It seems my blogging has fallen off a lot since co-founding HexaBuild and working on IPv6 full time. I wanted to at least get a post out this year talking about some of the interesting things I have observed in the industry and note if I think they will be trends or simple market changes that won't have much impact.
First, regarding IPv6, it appears that IPv6-only design and architecture is accelerating at a rapid pace and I anticipate that will continue into 2023 and 2024. This is driven in part by the White House OMB mandate but also my the cost structure of IPv4 and the open market to obtain IPv4 addresses that have a clean reputation and are available to use immediate. While enterprise organizations will ponder over IPv6 in 2023 and 2024 and potentially kick off projects, they will, for the most part have limited deployments. The exceptions will be organizations that are consuming all their RFC 1918 address space and their public IPv4 address space due to rapid public cloud expansion. This has been a huge driving force around IPv6 discussions to try and help reduce the rate of IPv4 address space consumption. I don't see that changing in 2023 or 2024 but with some organizations repatriating their workloads, it may slow down.
Second, I think automation is the only way to safely adopt IPv6 for larger organizations and they need to invest in tooling, platforms and their staff to make that happen. Given the complexity of dual-stack for many organizations, getting a consistent deployment method that reduces typing/character mistakes is really important for IPv6. Since many organizations are moving that direction already, it is a natural fit and means that automation processes include IPv6 from day one.

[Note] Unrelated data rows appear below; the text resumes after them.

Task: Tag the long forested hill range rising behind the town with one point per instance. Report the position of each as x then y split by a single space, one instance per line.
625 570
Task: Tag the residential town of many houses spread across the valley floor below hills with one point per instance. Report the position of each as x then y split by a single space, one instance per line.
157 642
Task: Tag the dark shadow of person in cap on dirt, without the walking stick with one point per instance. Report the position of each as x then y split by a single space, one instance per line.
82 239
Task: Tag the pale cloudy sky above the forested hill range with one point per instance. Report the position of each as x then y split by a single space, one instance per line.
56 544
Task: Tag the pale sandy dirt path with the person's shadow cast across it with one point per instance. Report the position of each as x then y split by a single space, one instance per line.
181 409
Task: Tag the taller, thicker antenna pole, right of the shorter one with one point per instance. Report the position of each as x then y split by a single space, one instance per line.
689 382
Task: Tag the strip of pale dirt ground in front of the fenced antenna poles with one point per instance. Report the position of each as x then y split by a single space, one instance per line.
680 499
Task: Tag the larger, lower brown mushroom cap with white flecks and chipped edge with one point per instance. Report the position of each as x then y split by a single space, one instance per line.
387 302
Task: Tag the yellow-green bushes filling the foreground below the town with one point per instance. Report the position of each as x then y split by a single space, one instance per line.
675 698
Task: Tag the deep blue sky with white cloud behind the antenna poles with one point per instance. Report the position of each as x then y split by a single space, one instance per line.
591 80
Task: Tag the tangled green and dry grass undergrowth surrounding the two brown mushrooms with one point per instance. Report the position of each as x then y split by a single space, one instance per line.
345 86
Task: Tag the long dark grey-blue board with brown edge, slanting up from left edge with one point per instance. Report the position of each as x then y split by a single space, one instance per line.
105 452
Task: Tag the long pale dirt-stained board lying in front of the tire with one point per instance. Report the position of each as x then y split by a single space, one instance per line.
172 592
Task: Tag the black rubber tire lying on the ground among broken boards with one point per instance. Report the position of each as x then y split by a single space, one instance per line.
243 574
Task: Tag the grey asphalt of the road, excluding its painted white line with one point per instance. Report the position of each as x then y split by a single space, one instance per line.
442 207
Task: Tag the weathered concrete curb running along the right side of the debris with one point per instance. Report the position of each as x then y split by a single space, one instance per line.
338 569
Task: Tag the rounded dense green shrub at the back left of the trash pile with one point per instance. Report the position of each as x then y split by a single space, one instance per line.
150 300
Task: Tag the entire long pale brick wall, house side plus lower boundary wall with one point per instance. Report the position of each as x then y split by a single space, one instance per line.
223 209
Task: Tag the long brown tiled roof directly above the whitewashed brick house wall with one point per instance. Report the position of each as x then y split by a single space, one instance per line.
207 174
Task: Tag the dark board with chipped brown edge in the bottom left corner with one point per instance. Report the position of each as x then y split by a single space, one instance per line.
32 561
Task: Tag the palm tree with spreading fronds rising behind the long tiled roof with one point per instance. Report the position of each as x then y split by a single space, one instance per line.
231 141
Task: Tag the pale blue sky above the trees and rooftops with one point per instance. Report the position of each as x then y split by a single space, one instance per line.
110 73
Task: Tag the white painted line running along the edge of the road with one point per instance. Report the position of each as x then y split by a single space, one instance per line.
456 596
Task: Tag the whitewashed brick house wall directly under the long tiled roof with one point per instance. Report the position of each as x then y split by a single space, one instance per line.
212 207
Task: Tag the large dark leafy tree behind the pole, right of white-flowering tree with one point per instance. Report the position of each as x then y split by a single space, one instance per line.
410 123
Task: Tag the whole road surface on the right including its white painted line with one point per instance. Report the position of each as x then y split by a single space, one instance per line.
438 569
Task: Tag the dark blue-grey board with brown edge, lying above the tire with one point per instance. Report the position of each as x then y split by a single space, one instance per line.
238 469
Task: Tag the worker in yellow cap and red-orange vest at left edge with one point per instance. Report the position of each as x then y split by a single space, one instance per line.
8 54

Finally, security is becoming interesting again and Zero Trust is changing how team think about deploying and building services. Zero Trust is another natural fit for incorporating IPv6 early on in the process to ensure you can support all your potential network ingress/egress protocols. Thinking through the dual-stack solution and projecting that to IPv6-only allows you to work through many of the corner cases and potential access issues that end clients would run into in the real world.
So, 2023 will likely be a lot of work around IPv6-only, automation, and Zero Trust, is going to be my guess. Of course more cloud, but I think that is just a given going forward. What are everyone else's thoughts about what 2023 will likely consist of for technology focus?